By Nate Thompson
LocalSportsJournal.com

NORTON SHORES – They won an O-K Black championship this season. They set hitting records.

But the three fourth-year seniors on the Mona Shores softball team had never won a district championship.

That finally changed on Saturday.

The Sailors jumped out to a 5-1 lead on Grand Haven in the Division 1 district championship game on their home field, then withstood a Grand Haven rally to claim a 7-5 victory and that elusive district title.

The triumph clinched Mona Shores’ first district title since 2014. The Sailors, who are now 27-14 overall, advance to next Saturday’s regional round to face conference rival Jenison.

Ronnie Kastelic approaches third base and eyes home plate for Mona Shores. Photo/Jason Goorman

For seniors Taylor Dew, Veronica Kastelic and Grace Hall, the district title was better late than never.

“This means a lot, because we definitely have been working up to this since our freshman year,” said Kastelic, the Sailors’ shortstop, who had three hits and three RBIs against Grand Haven. “We came so close our freshman year, but sadly it didn’t happen. So to finally reach it during our senior season, it feels great.”

Kastelic got the Sailors off to a roaring start, blasting an opposite-field home run to right-center off Bucs’ starter Madi Shumaker. Mona Shores added two more runs in the first inning, aided by a pair of Grand Haven errors.

Grand Haven got a run back with a sacrifice fly from Haley Aldred in the bottom of the first.

Grand Haven coach John Hall inserted senior Baby Hang into the pitching circle in the second inning, but Mona Shores again showcased its home run power.

Taylor Dew, who is battling to keep her lead in the race for the all-time state home run crown, connected on what at first appeared to be a long fly ball that kept drifting until it cleared the left field fence.

Mona Shores led 5-1 after two innings.

The Bucs scored a run on a Sailors’ error in the third inning, but an RBI double from Kastelic in the fourth gave the Sailors a seemingly safe 6-2 advantage.

Mona Shores’ Grace Hall gets ready to make the catch in center field. Photo/Jason Goorman

“I just try not to think (at the plate),” Kastelic said. “I just try to keep calm and do what I can do for my team and put the ball in play.”

Grand Haven made things interesting by scoring two runs in the fifth inning to make the score 6-4. The uprising was keyed by an RBI double from Shumaker.

But the Sailors answered in a clutch way in the sixth with a two-out shot to the gap by Hall that scored Kastelic and gave the hosts a three-run cushion.

Mona Shores coach Jason Crago said consistent hitting throughout his lineup was a key to his team’s two victories on the day.

“Grace’s hit was huge,” he said. “Any time you can get runs with two outs, that’s so big because they’re one pitch away from being out of it, and we keep putting the pressure on.

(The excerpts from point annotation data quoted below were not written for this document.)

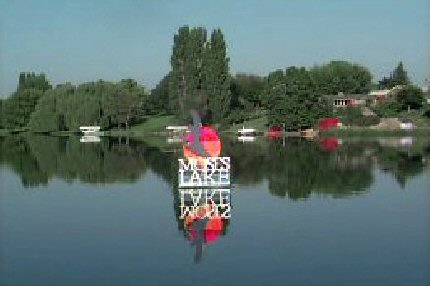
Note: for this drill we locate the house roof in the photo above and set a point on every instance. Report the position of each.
(349, 96)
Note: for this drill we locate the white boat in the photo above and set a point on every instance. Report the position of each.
(91, 130)
(244, 139)
(247, 131)
(89, 139)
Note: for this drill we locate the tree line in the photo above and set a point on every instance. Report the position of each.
(200, 79)
(294, 168)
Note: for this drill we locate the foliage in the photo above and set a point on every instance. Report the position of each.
(410, 97)
(397, 77)
(247, 91)
(352, 116)
(294, 100)
(16, 109)
(200, 74)
(185, 90)
(341, 76)
(158, 101)
(95, 103)
(216, 78)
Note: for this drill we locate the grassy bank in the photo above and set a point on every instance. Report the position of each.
(368, 132)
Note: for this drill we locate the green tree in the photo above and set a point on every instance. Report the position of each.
(410, 97)
(185, 91)
(341, 76)
(294, 102)
(247, 91)
(216, 79)
(158, 101)
(20, 105)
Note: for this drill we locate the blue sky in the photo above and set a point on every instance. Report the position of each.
(81, 41)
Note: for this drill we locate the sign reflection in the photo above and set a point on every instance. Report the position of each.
(203, 216)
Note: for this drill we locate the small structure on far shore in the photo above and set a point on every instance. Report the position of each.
(91, 130)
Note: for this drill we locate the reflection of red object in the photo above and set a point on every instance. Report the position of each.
(329, 143)
(274, 132)
(328, 123)
(208, 138)
(211, 232)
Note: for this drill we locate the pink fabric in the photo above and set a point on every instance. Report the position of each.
(206, 134)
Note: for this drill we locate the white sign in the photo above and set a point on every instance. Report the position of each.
(204, 172)
(213, 202)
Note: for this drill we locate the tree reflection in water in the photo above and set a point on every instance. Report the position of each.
(295, 168)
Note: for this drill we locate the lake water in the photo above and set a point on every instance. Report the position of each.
(323, 212)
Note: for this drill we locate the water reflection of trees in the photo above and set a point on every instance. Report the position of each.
(296, 168)
(293, 168)
(39, 158)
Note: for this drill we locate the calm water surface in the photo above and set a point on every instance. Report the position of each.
(324, 212)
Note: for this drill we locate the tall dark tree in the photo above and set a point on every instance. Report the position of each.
(247, 91)
(216, 79)
(158, 101)
(186, 76)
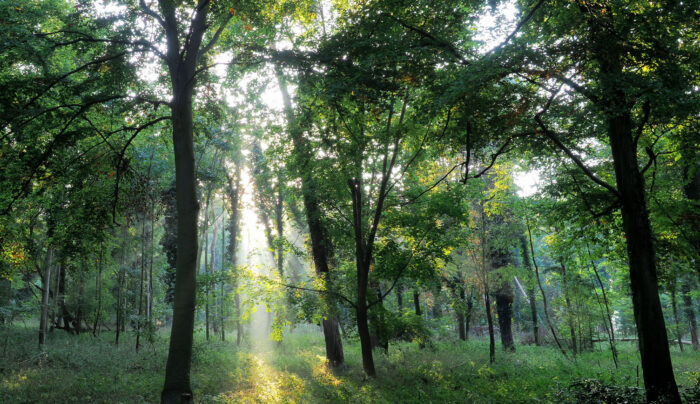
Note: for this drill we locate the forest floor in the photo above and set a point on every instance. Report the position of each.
(85, 369)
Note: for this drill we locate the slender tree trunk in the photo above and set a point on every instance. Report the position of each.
(544, 296)
(234, 193)
(120, 281)
(690, 312)
(43, 322)
(221, 284)
(141, 279)
(279, 223)
(674, 306)
(504, 306)
(468, 317)
(416, 302)
(659, 381)
(461, 326)
(149, 307)
(98, 287)
(569, 309)
(609, 324)
(489, 320)
(531, 289)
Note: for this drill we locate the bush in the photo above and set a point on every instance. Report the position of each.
(592, 391)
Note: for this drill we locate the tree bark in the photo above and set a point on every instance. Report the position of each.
(234, 193)
(569, 309)
(416, 302)
(609, 324)
(489, 320)
(674, 307)
(690, 312)
(320, 242)
(44, 321)
(181, 66)
(98, 287)
(544, 296)
(530, 289)
(504, 307)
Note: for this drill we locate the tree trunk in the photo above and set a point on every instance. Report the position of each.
(320, 243)
(141, 279)
(44, 321)
(468, 317)
(234, 193)
(659, 381)
(98, 286)
(504, 307)
(531, 289)
(690, 312)
(489, 320)
(569, 309)
(674, 306)
(461, 326)
(609, 324)
(416, 302)
(177, 371)
(120, 280)
(544, 296)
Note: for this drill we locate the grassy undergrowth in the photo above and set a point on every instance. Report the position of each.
(84, 369)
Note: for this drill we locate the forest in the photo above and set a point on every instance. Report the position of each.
(349, 201)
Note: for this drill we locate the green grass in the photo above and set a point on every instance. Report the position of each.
(86, 369)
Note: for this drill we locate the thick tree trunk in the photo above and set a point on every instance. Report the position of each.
(659, 380)
(177, 372)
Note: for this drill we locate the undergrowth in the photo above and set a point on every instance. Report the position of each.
(86, 369)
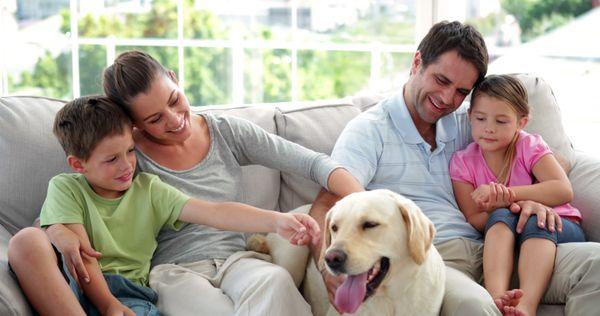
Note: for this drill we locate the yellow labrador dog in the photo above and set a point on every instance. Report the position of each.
(382, 242)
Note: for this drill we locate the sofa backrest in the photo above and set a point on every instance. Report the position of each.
(29, 156)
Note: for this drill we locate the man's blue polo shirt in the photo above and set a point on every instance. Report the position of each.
(383, 150)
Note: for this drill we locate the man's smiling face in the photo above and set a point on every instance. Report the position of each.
(440, 88)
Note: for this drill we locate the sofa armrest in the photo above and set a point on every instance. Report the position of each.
(12, 300)
(585, 179)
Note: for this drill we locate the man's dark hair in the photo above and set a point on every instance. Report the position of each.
(464, 39)
(132, 73)
(81, 124)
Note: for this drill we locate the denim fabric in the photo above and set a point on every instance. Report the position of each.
(572, 232)
(140, 299)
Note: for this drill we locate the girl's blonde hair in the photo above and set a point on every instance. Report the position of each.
(509, 89)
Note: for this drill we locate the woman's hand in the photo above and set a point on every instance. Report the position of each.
(490, 197)
(69, 245)
(299, 229)
(118, 309)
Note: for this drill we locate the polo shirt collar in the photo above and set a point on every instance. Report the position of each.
(446, 127)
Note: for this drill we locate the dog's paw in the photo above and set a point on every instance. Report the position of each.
(258, 243)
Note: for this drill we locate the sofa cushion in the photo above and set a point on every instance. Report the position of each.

During the last month, we’ve been hitting one through nine. That keeps innings going. That’s what good teams have to do.”

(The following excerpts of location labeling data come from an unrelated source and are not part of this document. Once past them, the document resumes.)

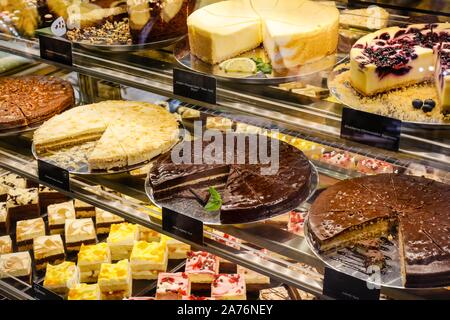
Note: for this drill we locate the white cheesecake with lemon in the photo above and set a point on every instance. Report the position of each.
(395, 57)
(293, 32)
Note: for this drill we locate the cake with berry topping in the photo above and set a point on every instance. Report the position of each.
(228, 287)
(201, 266)
(395, 57)
(172, 286)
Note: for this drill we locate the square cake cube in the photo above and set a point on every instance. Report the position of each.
(177, 249)
(48, 249)
(148, 259)
(17, 265)
(83, 209)
(10, 181)
(27, 230)
(104, 220)
(22, 204)
(115, 281)
(149, 235)
(5, 244)
(49, 196)
(79, 231)
(252, 277)
(228, 287)
(83, 291)
(201, 266)
(62, 277)
(121, 240)
(57, 215)
(90, 259)
(4, 219)
(172, 286)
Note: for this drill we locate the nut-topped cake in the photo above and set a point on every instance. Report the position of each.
(376, 206)
(29, 99)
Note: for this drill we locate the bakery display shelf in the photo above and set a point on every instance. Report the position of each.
(263, 235)
(322, 117)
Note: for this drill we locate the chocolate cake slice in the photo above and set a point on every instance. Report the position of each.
(250, 188)
(418, 208)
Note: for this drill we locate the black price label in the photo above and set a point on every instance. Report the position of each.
(371, 129)
(183, 226)
(342, 286)
(54, 175)
(42, 293)
(55, 49)
(195, 86)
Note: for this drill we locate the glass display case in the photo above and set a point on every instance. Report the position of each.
(287, 70)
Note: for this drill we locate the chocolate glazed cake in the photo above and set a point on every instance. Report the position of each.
(30, 99)
(418, 209)
(246, 192)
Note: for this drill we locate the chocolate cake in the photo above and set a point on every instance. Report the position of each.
(414, 207)
(246, 191)
(30, 99)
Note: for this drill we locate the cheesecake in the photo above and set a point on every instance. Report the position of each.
(293, 32)
(124, 132)
(396, 57)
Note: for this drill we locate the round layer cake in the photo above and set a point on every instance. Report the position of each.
(395, 57)
(126, 133)
(415, 208)
(30, 99)
(293, 32)
(249, 192)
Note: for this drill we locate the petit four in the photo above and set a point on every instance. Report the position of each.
(121, 239)
(62, 277)
(149, 235)
(10, 181)
(252, 277)
(5, 244)
(22, 204)
(79, 231)
(201, 266)
(17, 265)
(57, 215)
(83, 291)
(228, 287)
(48, 196)
(104, 220)
(177, 249)
(115, 281)
(339, 159)
(48, 249)
(83, 209)
(148, 259)
(4, 218)
(90, 259)
(27, 230)
(172, 286)
(374, 166)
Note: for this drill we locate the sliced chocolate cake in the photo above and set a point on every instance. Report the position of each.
(249, 188)
(374, 206)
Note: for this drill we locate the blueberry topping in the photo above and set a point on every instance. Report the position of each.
(430, 102)
(417, 103)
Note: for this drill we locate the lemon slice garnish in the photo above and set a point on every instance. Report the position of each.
(240, 65)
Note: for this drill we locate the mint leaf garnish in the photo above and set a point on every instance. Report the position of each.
(215, 200)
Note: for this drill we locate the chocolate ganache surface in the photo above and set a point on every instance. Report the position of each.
(373, 206)
(247, 190)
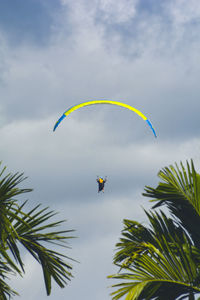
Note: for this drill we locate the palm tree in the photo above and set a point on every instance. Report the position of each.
(162, 261)
(31, 230)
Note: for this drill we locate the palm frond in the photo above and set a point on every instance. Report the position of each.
(180, 192)
(152, 262)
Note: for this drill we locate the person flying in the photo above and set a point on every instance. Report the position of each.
(101, 182)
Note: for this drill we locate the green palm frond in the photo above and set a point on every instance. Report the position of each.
(153, 262)
(32, 230)
(180, 192)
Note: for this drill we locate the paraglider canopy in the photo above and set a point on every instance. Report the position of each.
(75, 107)
(101, 182)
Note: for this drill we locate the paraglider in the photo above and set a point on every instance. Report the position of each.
(101, 182)
(75, 107)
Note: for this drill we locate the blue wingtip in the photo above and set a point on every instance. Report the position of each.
(149, 123)
(58, 122)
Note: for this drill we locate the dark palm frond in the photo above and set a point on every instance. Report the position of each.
(161, 262)
(180, 192)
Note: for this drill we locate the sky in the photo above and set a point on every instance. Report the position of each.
(57, 53)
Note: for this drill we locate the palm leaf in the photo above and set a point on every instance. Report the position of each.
(152, 262)
(180, 192)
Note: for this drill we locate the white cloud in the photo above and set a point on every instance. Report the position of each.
(118, 11)
(184, 12)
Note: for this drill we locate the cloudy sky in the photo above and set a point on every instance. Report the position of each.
(57, 53)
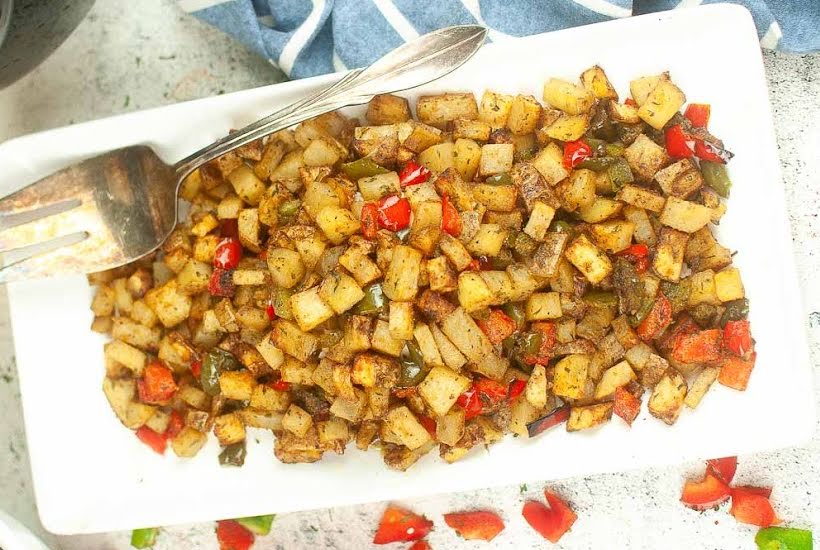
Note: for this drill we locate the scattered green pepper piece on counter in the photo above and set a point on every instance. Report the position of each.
(362, 168)
(144, 538)
(783, 538)
(716, 177)
(373, 301)
(258, 525)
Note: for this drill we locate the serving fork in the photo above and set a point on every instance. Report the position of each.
(117, 207)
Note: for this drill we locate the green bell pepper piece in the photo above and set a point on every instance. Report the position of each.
(499, 179)
(258, 525)
(373, 302)
(362, 168)
(716, 177)
(233, 455)
(783, 538)
(144, 538)
(216, 361)
(412, 365)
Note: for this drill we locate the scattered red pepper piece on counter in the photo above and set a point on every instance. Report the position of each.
(658, 318)
(575, 152)
(698, 114)
(750, 506)
(706, 493)
(232, 536)
(724, 468)
(394, 212)
(370, 220)
(227, 254)
(400, 525)
(157, 383)
(450, 220)
(413, 173)
(551, 523)
(155, 440)
(478, 525)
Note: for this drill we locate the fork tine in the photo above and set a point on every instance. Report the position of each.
(75, 253)
(46, 225)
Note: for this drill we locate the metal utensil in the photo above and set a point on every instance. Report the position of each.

Grand Haven scored on an error to cut its deficit to two runs in the bottom of the seventh, but Sailors’ pitcher Lauryn Patterson got a called third strike to end the contest.

Patterson wasn’t overpowering, with just a pair of strikeouts during the contest, but she mixed in a changeup to keep Grand Haven hitters off-balance. She allowed six hits and walked just one.

Crago praised the play of Erika Dakin, who had a pair of hits and had a strong defensive effort at third base for the Sailors.

In the semifinals, Crago said he didn’t expect his squad to jump all over the defending district champions from West Ottawa, but the Sailors rolled to a mercy-shortened 15-0 victory.

The Bucs got past Reeths-Puffer 6-1 to advance to the finals.